Vailhé, LETTRES, vol.1, p.338

7 sep 1832 Lavagnac, ESGRIGNY Luglien de Jouenne
Informations générales
  • V1-338
  • 0+109|CIX
  • Vailhé, LETTRES, vol.1, p.338
Informations détaillées
  • 1 AMITIE
    1 AMOUR DIVIN
    1 AMOUR-PROPRE
    1 CONNAISSANCE DE SOI
    1 DESESPOIR
    1 LIVRES
    1 PARESSE
    1 PROVIDENCE
    1 REVOLUTION
    1 SENTIMENTS
    1 SOUFFRANCE
    1 TENTATION
    1 TRAVAIL DE L'ETUDE
    1 VERTU DE FORCE
    2 JOB, BIBLE
  • A MONSIEUR LUGLIEN DE JOUENNE D'ESGRIGNY.
  • ESGRIGNY Luglien de Jouenne
  • le 7 septembre [1832].
  • 7 sep 1832
  • Lavagnac,
  • Monsieur
    Monsieur Luglien de Jouenne d'Esgrigny,
    rue Duphot, n° 11.
    Paris.
La lettre

Permettez-moi, mon cher Luglien, de vous dire que si vos maux me causent une peine vive, ils me jettent encore dans un certain étonnement.
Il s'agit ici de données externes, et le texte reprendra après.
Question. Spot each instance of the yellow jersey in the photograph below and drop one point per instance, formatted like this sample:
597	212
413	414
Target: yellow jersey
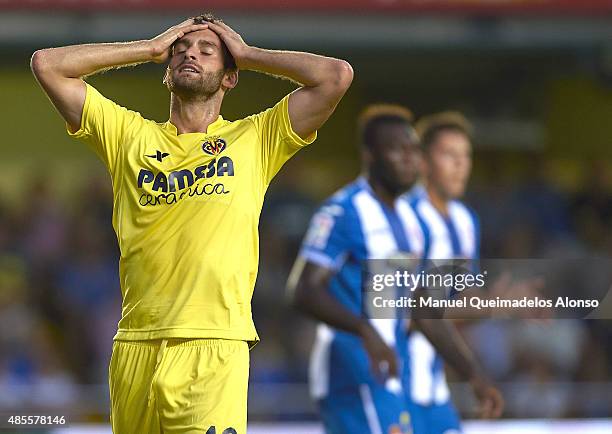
186	211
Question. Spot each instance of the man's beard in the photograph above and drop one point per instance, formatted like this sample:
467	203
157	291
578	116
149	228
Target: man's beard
204	85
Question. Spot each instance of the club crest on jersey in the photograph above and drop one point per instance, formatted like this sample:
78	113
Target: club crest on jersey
214	145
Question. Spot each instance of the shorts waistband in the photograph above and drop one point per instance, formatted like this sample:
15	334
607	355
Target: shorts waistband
180	342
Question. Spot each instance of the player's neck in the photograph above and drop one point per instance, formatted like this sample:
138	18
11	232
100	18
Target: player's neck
384	194
194	115
439	202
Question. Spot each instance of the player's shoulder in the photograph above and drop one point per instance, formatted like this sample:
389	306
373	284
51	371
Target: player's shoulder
343	198
415	196
461	209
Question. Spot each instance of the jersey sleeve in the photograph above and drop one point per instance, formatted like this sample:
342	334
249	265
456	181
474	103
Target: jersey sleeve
327	242
277	139
103	126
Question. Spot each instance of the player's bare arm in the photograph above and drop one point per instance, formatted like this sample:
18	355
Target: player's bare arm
307	288
324	80
60	71
449	343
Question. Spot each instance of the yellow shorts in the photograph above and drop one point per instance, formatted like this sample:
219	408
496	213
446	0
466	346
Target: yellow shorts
185	386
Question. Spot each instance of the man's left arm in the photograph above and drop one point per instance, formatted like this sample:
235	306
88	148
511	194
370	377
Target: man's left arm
446	339
323	80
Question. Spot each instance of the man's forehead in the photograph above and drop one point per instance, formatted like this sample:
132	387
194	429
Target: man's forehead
205	36
398	131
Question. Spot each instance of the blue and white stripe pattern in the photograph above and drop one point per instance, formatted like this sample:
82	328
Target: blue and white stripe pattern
350	228
456	235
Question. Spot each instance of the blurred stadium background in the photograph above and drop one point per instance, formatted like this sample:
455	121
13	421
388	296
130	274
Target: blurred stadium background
535	77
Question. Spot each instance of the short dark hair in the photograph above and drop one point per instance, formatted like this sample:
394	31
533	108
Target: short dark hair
429	127
374	116
229	63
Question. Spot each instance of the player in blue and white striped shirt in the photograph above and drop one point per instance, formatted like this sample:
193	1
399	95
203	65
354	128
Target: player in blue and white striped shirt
359	364
453	232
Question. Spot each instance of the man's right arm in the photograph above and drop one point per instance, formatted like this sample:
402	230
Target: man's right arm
60	71
308	293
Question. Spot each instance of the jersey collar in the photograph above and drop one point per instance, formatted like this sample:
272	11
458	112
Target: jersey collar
218	123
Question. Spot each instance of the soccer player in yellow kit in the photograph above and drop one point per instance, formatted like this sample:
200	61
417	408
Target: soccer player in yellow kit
187	199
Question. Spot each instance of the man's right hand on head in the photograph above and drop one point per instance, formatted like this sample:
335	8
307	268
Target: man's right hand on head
161	44
383	360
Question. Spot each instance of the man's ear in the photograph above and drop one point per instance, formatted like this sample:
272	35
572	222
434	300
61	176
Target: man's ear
366	155
166	75
230	80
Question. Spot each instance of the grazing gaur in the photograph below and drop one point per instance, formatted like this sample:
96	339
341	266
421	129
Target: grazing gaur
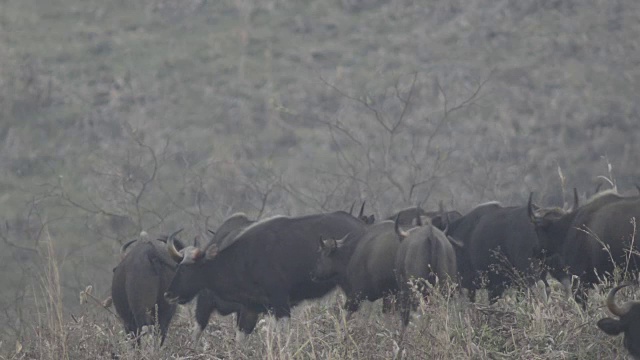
499	243
139	282
628	323
362	266
588	238
207	301
366	219
266	268
439	219
425	253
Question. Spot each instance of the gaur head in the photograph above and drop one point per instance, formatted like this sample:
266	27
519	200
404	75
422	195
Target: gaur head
189	278
331	260
627	324
366	219
551	224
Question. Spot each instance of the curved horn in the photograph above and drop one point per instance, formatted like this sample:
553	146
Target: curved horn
402	234
418	217
320	243
576	201
196	241
455	242
171	248
340	242
598	188
124	247
611	302
532	215
362	209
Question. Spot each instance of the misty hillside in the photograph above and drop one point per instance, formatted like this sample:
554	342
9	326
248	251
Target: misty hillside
123	116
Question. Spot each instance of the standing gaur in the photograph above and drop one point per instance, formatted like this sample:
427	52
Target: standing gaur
500	243
207	301
362	266
425	254
266	268
592	240
628	323
139	282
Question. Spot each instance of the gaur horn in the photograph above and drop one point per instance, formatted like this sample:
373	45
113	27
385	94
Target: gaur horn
124	247
532	215
402	234
171	248
618	310
362	209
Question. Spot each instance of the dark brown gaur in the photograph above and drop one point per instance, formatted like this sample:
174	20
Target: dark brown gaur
139	282
267	267
579	237
628	323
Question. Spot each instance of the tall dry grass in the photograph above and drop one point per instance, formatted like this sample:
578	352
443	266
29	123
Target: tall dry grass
522	325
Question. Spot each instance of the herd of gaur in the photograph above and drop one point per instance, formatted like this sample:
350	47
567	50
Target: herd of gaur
254	267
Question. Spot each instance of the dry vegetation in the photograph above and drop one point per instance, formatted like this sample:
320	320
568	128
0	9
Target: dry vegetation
120	116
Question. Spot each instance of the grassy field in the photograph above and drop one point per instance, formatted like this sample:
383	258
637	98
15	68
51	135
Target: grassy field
119	116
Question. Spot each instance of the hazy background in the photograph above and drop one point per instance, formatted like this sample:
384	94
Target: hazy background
122	116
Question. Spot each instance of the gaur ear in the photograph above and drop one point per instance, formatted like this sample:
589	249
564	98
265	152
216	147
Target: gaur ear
456	243
211	252
610	326
340	242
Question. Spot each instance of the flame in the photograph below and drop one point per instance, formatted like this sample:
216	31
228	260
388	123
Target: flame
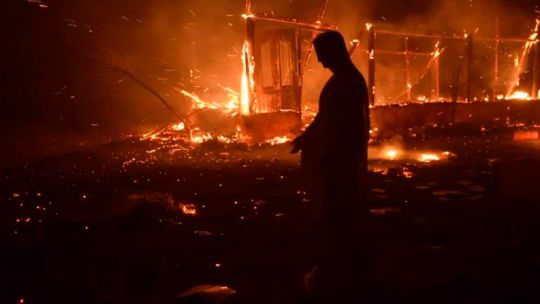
278	140
188	209
428	157
519	95
525	135
520	61
247	83
179	126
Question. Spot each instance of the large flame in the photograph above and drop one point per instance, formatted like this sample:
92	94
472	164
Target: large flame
247	84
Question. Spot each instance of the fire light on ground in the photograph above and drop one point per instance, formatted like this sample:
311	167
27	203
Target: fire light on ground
519	95
428	157
394	153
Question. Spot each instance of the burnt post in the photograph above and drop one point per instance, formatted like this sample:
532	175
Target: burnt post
250	36
371	63
496	69
469	44
407	69
536	71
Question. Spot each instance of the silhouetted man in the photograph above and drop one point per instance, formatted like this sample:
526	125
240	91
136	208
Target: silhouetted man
334	164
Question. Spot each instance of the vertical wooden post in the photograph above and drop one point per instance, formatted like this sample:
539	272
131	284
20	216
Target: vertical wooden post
371	64
496	69
469	43
250	36
536	71
408	70
437	72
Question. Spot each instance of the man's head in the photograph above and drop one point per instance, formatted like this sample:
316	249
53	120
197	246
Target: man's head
332	51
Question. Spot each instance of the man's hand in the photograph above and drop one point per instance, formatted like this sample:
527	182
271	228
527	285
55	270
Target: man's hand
297	144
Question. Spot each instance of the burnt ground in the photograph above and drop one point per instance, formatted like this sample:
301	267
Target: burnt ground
105	224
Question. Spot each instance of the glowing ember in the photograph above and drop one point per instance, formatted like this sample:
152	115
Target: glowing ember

Vos douleurs, pour se guérir, ont besoin de s’épancher, et vous les enchaînez au fond de votre coeur, au lieu de les décharger dans le mien. Vous les comprimez, vous les laissez ronger tout sentiment énergique en vous, vous succombez à une paresse qui les aigrit de plus en plus.

Cher ami, je vous en conjure, donnez-moi un peu plus de détails sur votre position, car je me trompe beaucoup, si la nécessité où ces détails à me donner vous forceront à rentrer en vous-même ne vous fait pas un grand bien. Réfléchissez sur mille sentiments qui vous étouffent, parce qu’ils ne se présentent pas distinctement à vous. Mon ami, parlez-moi plus longuement de vous, et pour vous et pour moi. J’ignore, mon cher, si dans ce moment votre esprit est capable de porter la vérité. Hélas! Tant de gens fléchissent sous son poids, lorsqu’ils sont sur le point de tomber, que je vous dis avec crainte des choses qui vous déchireront, si elles ne vous guérissent pas. Vous ne pouvez sortir de votre état que par la distraction. Lutter directement contre votre chagrin serait l’irriter, jeter du vinaigre dans la plaie vive. Vous avez besoin de distraction, et cette distraction, vous devez la puiser dans l’étude. Vous devenez paresseux, mon cher. Ou je me trompe beaucoup, ou vous vous faites un tort infini par cette faiblesse, à laquelle vous cédez en n’étudiant pas. Votre esprit a besoin d’un aliment étranger, si vous ne voulez qu’il se ronge lui-même, comme il fait depuis quelque temps. Vous avez grandement à vous reprocher de ne rien faire, mais surtout de ne pas vous livrer à des sujets plus sérieux dans le peu que vous faites. Prenez donc une bonne fois la résolution d’être un homme, et n’accusez ni la Providence ni votre siècle de torts que vous ne devez imputer qu’à vous seul.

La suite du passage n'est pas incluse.